The consolidation between $90,000 and $100,000 for bitcoin (BTC) continues to play with investor sentiment, shifting from fear to greed.
On Monday, bitcoin fell below $90,000, while it is above $96,500 on Tuesday, up more than 8%. Bitcoin bull Tom Lee, head of research at Fundstrat, told CNBC on Monday that he considers this current Bitcoin correction to be normal.
“Bitcoin is down 15% from its highs for a volatile asset, which is a normal correction,” he said.
Data from Glassnode shows that bitcoin in this current cycle has seen relatively mild declines of around 15-20%, much lower than previous bull market declines, which saw up to 30-50% declines, which shows that the asset is becoming more mature.
According to Lee, $70,000 is a line in the sand, which is a strong support level.

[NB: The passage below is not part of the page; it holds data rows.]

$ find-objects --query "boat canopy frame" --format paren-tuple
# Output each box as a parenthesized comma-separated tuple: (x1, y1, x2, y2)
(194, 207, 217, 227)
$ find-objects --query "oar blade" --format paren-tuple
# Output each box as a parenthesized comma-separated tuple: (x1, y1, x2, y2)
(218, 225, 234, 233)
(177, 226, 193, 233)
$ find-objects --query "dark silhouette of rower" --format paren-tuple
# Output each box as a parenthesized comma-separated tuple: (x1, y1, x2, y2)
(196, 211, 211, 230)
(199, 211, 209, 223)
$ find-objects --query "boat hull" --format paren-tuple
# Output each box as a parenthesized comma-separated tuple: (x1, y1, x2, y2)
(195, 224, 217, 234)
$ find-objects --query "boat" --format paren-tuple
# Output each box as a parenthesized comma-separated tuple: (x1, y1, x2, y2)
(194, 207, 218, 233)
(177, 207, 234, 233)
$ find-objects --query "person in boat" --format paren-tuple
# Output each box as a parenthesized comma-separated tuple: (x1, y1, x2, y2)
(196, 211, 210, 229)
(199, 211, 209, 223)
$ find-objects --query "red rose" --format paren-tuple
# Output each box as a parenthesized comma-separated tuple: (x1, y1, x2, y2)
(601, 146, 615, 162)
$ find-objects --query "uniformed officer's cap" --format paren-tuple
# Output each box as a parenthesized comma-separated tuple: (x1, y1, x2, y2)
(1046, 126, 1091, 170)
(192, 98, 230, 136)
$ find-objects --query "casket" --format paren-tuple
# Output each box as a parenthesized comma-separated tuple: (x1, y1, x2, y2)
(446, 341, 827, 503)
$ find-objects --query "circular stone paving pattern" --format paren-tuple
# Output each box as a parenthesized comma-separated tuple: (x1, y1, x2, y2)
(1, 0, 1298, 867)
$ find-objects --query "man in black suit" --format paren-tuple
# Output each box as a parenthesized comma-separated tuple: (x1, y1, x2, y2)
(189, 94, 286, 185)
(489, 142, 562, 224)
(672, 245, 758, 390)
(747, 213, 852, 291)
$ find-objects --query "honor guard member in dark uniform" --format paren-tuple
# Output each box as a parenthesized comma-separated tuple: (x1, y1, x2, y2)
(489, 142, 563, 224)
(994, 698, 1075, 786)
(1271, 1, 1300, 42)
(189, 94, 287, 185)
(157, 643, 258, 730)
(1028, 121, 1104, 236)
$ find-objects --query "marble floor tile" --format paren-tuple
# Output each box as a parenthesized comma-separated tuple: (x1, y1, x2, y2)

They’re referring to a methodology called Fibonacci levels, or retracement periods, essentially where Bitcoin pulls back from where it started its rally. Lee also believes that the $50,000 level may be tested if previous levels of $70,000 do not hold. Common Fibonacci levels relative to the all-time high analysts are looking for are 23.6%, 38.2%, 50% and 61.8%.
Despite a short-term correction, Lee still believes bitcoin will be one of the standout assets for 2025 and remains bullish on year-end targets of $200,000 to $250,000.